Operationally Responsive Space

To focus attention on the issue, however, Rumsfeld asked Art
Cebrowski to head the Pentagon's new Office of Force Transformation,
which made operationally responsive space a priority. Cebrowski
tirelessly argued that the current space infrastructure needed to be
re-engineered.

First, he argued, it takes too long to build military satellites and
the rockets needed to place them into orbit. To ensure a failsafe
space network critical to a new brand of networked warfare, he said,
the United States must be able to loft satellites quickly into orbit
to replace those that could be destroyed by an enemy.
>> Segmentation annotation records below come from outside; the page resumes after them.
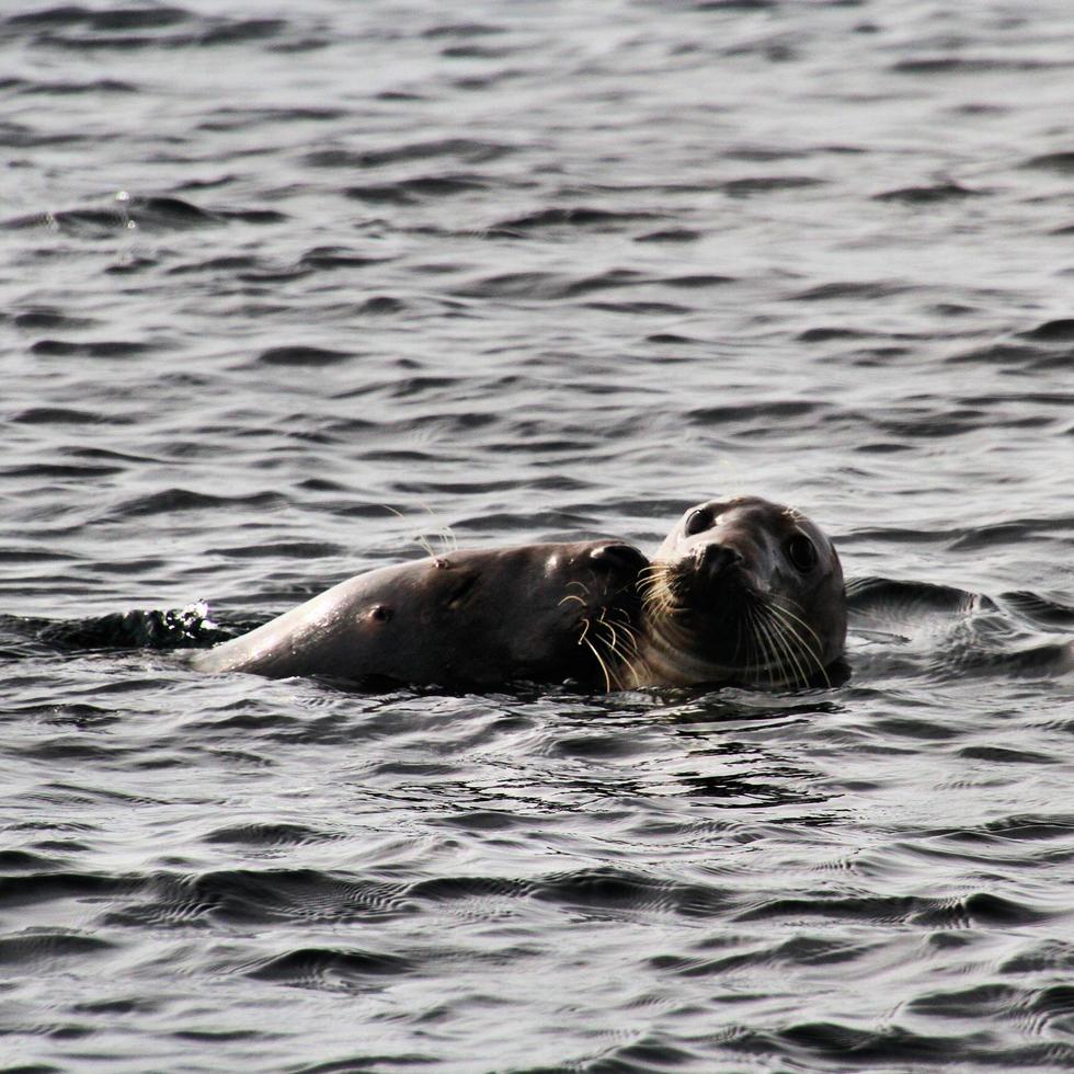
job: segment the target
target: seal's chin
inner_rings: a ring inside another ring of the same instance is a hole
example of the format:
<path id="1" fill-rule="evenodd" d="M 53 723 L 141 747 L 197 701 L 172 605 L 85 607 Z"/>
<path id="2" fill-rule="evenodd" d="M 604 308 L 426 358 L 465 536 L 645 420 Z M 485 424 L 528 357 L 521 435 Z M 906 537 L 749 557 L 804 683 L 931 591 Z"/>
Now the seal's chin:
<path id="1" fill-rule="evenodd" d="M 663 681 L 775 688 L 826 679 L 815 633 L 745 569 L 653 564 L 642 607 L 650 673 Z"/>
Publicly, Cebrowski never named China as a potential foe, but
Beijing's interest in anti-satellite systems was a key factor in his
strategic thinking. To that end, Cebrowski's office launched a series
of programs, chief among them the development of small "tactical
satellites" or Tac-Sats.

The first of a series of such small, innovative and relatively
inexpensive spacecraft by the Naval Research Laboratory, TACSAT-1 was
to have been launched last year, but has been delayed because
teething problems with the all-new, low-cost booster by SpaceX. The
satellite and rocket together were planned to cost about $15 million.
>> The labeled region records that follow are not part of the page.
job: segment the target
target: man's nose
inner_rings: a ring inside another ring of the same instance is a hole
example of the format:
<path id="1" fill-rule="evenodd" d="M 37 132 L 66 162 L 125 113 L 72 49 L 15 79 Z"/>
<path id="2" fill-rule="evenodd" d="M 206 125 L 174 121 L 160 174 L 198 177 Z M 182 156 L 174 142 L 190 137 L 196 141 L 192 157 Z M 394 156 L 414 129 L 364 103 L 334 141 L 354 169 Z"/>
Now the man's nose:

The Air Force plans to spend about $300 million over the coming five
years on a host of programs to face space threats, most of which
would be directed to stockpiling launchers like the Minotaur rocket
by Orbital Sciences which launched TACSAT-2 in December from Wallops
Island, Va.

"Pearl Harbor was said for effect and may have been overstated, but
we need to get serious about protecting the assets in space, not just
the spacecraft, but the nodes and ground stations that contribute to
that," said Lance Lord, a retired Air Force general who until 2006
headed the service's space command. "To underscore the importance of
space situational awareness we reordered our priorities to space
surveillance, defensive counter space and last, offensive counter
space."

Defense in Depth

"Defensive counterspace is key. You have to have defense in depth so
that if you lose one spacecraft or a space-borne capability, you can
reroute in a self-healing system to avoid single-point
vulnerabilities. In terms of the overall system, it's relatively
robust, but not as good as it needs to be."
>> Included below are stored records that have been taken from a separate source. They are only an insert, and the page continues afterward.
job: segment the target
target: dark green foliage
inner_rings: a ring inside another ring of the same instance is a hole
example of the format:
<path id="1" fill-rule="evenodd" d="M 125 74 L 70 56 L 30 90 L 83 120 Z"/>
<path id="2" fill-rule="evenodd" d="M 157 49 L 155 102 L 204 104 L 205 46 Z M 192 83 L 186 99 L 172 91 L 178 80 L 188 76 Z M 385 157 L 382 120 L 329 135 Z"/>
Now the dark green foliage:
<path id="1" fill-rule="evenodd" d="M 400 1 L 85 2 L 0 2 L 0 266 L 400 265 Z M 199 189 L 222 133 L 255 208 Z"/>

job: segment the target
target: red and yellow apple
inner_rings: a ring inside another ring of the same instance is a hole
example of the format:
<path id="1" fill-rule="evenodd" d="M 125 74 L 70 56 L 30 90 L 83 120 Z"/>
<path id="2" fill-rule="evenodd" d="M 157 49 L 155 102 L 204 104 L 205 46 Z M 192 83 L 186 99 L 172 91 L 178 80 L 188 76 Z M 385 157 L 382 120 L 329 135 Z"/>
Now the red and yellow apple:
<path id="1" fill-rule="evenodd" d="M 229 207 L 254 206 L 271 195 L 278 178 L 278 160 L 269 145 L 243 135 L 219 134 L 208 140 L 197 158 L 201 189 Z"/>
Space, like the sea, is open to all nations for peaceful and select
military applications like reconnaissance, surveillance,
communications and weather forecasting, and with that openness comes
challenges, Lord said.

"You have an inherent right of self defense in the commons of space
and if someone is using space against you, you can take a variety of
actions to defend yourself," he said. "That is even more important
now that the Chinese have proven that they are technically capable of
large projects and want to be a full player in the environment and we
have to appreciate how that plays into their doctrine."

Knocking out the U.S. space network, or even big pieces of it,
however, would be difficult. For example, the U.S. satellites that
monitor the globe for missile launches -- the Defense Support Program
spacecraft -- are in geosynchronous orbit some 24,000 miles high,
while the GPS constellation orbits the Earth at a medium altitude of
some 12,000 miles. Both are too high and redundant to easily
incapacitate, analysts said.

More vulnerable are the series of giant Keyhole optical and Lacrosse
radar reconnaissance satellites that are in low earth orbit several
hundred miles high.

"These are big satellites and there aren't many of them up there are
and they aren't immediately replaceable if lost," said Barry Watts,
the former head of the Pentagon's Program Analysis & Evaluation
office who is now with the Center for Strategic and Budgetary
Assessments in Washington. "We're very focused on Iraq and things
like armored Humvees, and they're important, but you have to keep you
eye on the space ball because almost everything we do depends on it."